Ironically when the British National Party were polling almost as much as the Greens are now, large swathes of the media singularly failed to subject Nick Griffin to much scrutiny over his true beliefs and links with some of the most extreme Fascists in Europe and America.

But surely it matters if the Greens don't know how to fund the building of half a million homes a year? Well, yes and no. Clearly any credible party needs to think through their proposals and costings, yet when it comes to the social housing crisis in Britain that isn't really the point.

For a party currently with just one MP in the Commons we need to see more of the Green's broad brushstrokes on solving a crisis than their budget balance sheet appendix.

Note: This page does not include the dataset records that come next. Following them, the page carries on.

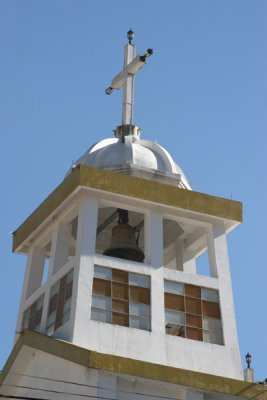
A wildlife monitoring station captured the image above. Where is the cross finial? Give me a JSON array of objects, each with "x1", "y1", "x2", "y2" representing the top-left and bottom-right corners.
[
  {"x1": 127, "y1": 28, "x2": 134, "y2": 44},
  {"x1": 106, "y1": 29, "x2": 153, "y2": 136}
]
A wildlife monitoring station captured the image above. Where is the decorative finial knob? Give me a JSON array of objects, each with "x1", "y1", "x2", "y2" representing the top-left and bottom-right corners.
[
  {"x1": 246, "y1": 353, "x2": 251, "y2": 368},
  {"x1": 127, "y1": 28, "x2": 134, "y2": 44}
]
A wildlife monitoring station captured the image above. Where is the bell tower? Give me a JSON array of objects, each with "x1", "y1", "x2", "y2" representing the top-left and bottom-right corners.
[{"x1": 13, "y1": 31, "x2": 243, "y2": 379}]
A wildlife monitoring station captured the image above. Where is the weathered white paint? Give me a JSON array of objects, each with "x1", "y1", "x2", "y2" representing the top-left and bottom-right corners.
[
  {"x1": 1, "y1": 346, "x2": 247, "y2": 400},
  {"x1": 14, "y1": 186, "x2": 243, "y2": 379}
]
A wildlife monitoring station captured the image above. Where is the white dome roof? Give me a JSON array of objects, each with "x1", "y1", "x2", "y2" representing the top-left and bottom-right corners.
[{"x1": 68, "y1": 135, "x2": 191, "y2": 189}]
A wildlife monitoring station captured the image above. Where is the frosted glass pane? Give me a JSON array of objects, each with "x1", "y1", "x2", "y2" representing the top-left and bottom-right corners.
[
  {"x1": 130, "y1": 316, "x2": 150, "y2": 331},
  {"x1": 22, "y1": 307, "x2": 31, "y2": 329},
  {"x1": 92, "y1": 295, "x2": 111, "y2": 310},
  {"x1": 164, "y1": 281, "x2": 184, "y2": 295},
  {"x1": 67, "y1": 269, "x2": 73, "y2": 284},
  {"x1": 203, "y1": 331, "x2": 223, "y2": 344},
  {"x1": 94, "y1": 265, "x2": 112, "y2": 281},
  {"x1": 63, "y1": 298, "x2": 71, "y2": 313},
  {"x1": 129, "y1": 272, "x2": 150, "y2": 288},
  {"x1": 130, "y1": 303, "x2": 150, "y2": 317},
  {"x1": 165, "y1": 310, "x2": 185, "y2": 325},
  {"x1": 62, "y1": 310, "x2": 70, "y2": 325},
  {"x1": 201, "y1": 288, "x2": 219, "y2": 303},
  {"x1": 202, "y1": 317, "x2": 222, "y2": 332},
  {"x1": 46, "y1": 324, "x2": 55, "y2": 336},
  {"x1": 50, "y1": 281, "x2": 59, "y2": 298},
  {"x1": 47, "y1": 311, "x2": 56, "y2": 326},
  {"x1": 91, "y1": 308, "x2": 111, "y2": 322},
  {"x1": 36, "y1": 296, "x2": 44, "y2": 310}
]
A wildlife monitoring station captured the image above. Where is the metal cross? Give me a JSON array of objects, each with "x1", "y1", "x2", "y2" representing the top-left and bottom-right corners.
[{"x1": 106, "y1": 29, "x2": 153, "y2": 125}]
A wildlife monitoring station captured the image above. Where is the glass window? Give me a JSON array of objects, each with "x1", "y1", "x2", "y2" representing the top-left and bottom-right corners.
[
  {"x1": 94, "y1": 265, "x2": 111, "y2": 281},
  {"x1": 22, "y1": 295, "x2": 44, "y2": 332},
  {"x1": 164, "y1": 281, "x2": 184, "y2": 295},
  {"x1": 165, "y1": 310, "x2": 185, "y2": 325},
  {"x1": 201, "y1": 288, "x2": 219, "y2": 303},
  {"x1": 165, "y1": 281, "x2": 223, "y2": 345},
  {"x1": 129, "y1": 272, "x2": 150, "y2": 288},
  {"x1": 91, "y1": 265, "x2": 150, "y2": 330},
  {"x1": 46, "y1": 269, "x2": 73, "y2": 335}
]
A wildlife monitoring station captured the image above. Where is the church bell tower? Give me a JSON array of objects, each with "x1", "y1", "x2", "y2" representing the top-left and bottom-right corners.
[{"x1": 13, "y1": 30, "x2": 243, "y2": 380}]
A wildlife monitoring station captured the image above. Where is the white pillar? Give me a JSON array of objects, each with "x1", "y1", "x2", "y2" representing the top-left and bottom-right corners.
[
  {"x1": 52, "y1": 223, "x2": 71, "y2": 274},
  {"x1": 70, "y1": 197, "x2": 99, "y2": 344},
  {"x1": 183, "y1": 249, "x2": 197, "y2": 274},
  {"x1": 145, "y1": 212, "x2": 165, "y2": 335},
  {"x1": 212, "y1": 224, "x2": 242, "y2": 376},
  {"x1": 15, "y1": 247, "x2": 43, "y2": 342},
  {"x1": 25, "y1": 247, "x2": 45, "y2": 300}
]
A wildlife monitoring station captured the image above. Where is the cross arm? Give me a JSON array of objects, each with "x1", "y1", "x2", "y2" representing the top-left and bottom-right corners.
[{"x1": 106, "y1": 49, "x2": 153, "y2": 94}]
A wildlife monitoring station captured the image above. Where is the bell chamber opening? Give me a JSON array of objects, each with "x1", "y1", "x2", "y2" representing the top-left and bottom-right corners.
[{"x1": 96, "y1": 207, "x2": 145, "y2": 262}]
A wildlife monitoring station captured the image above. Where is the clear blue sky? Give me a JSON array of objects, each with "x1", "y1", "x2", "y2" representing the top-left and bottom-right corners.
[{"x1": 0, "y1": 0, "x2": 267, "y2": 380}]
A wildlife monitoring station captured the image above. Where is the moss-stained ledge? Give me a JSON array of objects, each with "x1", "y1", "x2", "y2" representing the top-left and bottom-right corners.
[
  {"x1": 13, "y1": 165, "x2": 242, "y2": 251},
  {"x1": 0, "y1": 331, "x2": 267, "y2": 400}
]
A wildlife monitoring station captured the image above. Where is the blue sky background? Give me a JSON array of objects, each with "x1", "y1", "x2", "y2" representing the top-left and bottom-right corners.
[{"x1": 0, "y1": 0, "x2": 267, "y2": 380}]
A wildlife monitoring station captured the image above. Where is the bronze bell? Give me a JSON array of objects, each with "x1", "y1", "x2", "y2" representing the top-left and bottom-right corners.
[{"x1": 103, "y1": 208, "x2": 145, "y2": 262}]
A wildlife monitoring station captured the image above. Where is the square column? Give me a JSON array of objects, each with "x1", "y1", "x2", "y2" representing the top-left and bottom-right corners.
[
  {"x1": 70, "y1": 197, "x2": 99, "y2": 343},
  {"x1": 145, "y1": 211, "x2": 165, "y2": 335}
]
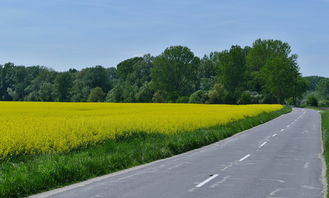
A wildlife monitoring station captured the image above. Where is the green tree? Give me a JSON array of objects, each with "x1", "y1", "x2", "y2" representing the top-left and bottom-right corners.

Just as UKIP pull the whole gravity of politics Rightwards on immigration, so too must the Greens counter-pull the pendulum Leftwards on social justice issues such as the right of every citizen to have a social home if they need it.

Probably neither party have water-tight costings for their policies, but just as UKIP are known more for their general stance on their two hobby-horse issues so the Greens should be afforded a chance to spark new thinking around redistribution of wealth and the re-weighting of priorities according to the need of the many not the greed of the few.

It really isn't that uncommon for parties of opposition to have policies that don't quite add up, they're just more likely to be represented by more 'professionally-trained' politicians practiced in glossing over the inadequacies of how it will all be paid for.

Ultimately that's what experts in the civil service are there to sort out. A good mandarin will study the policies of an incoming government, realise that it doesn't really work in practice but accept that ministers were voted in by popular support, so they will get to grips with the principles behind the policy and try their best to find alternative ways of making it work.

The Greens are unlikely to be part of the next Government and are further hamstrung, if that's the word, by their internal democracy where ordinary party members have a far greater say in setting policy than any other party.

With such a set up it's far more likely that dodgy accounting will be applied like a laminate over grassroots members' radical dreams of a better society.

The Greens don't get enough credit for their democracy. Even the Lib Dems, who have previously prided themselves on democratic decision-making, are not promising a special conference for activist before they enter a coalition in May as they did in 2010. The Greens, by contrast, are holding a special mini-conference just to debate and agree their election manifesto.

Sadly one consequence of Bennett's interviews could be that every subsequent interview between now and the election will be dominated more by wise-guy interviewers seeking to emulate Neil and Ferrari.

Such a scenario will see unnecessary forensic probing on costs rather than what the Greens are really saying, and what a large section of the electorate are crying out to hear.

I suspect that Bennett may now spend more time studying the chemical composition of the mixing pallet, by mugging up on the fine details in order to avoid more disasters in the next 70 days, than concentrating on the broad brushstrokes needed to paint a slightly abstract but nonetheless inspiring vision for the future.

In the gloom of austerity Britain, part-time zero-hours Britain, HSBC tax avoidance Britain and grasping private lobbying MPs Britain, surely the British need to hear a different political narrative, one that doesn't meekly condemn unfairness only to continue business as usual in Government.

Pent-up frustration with the status quo is what the Greens really represent, and the failure of the political media class to grasp that basic reality shows that they have not yet comprehended what today's Greens are about, or what the working class or disenfranchised and oppressed communities want to hear.

If the Green election campaign disintegrates the only beneficiary will be UKIP, who offer those communities only prejudice and xenophobia as an answer to their pain-ridden condition while UKIP continue to represent the interests of the rich to exploit people and the environment. Hardly a triumph for political journalism.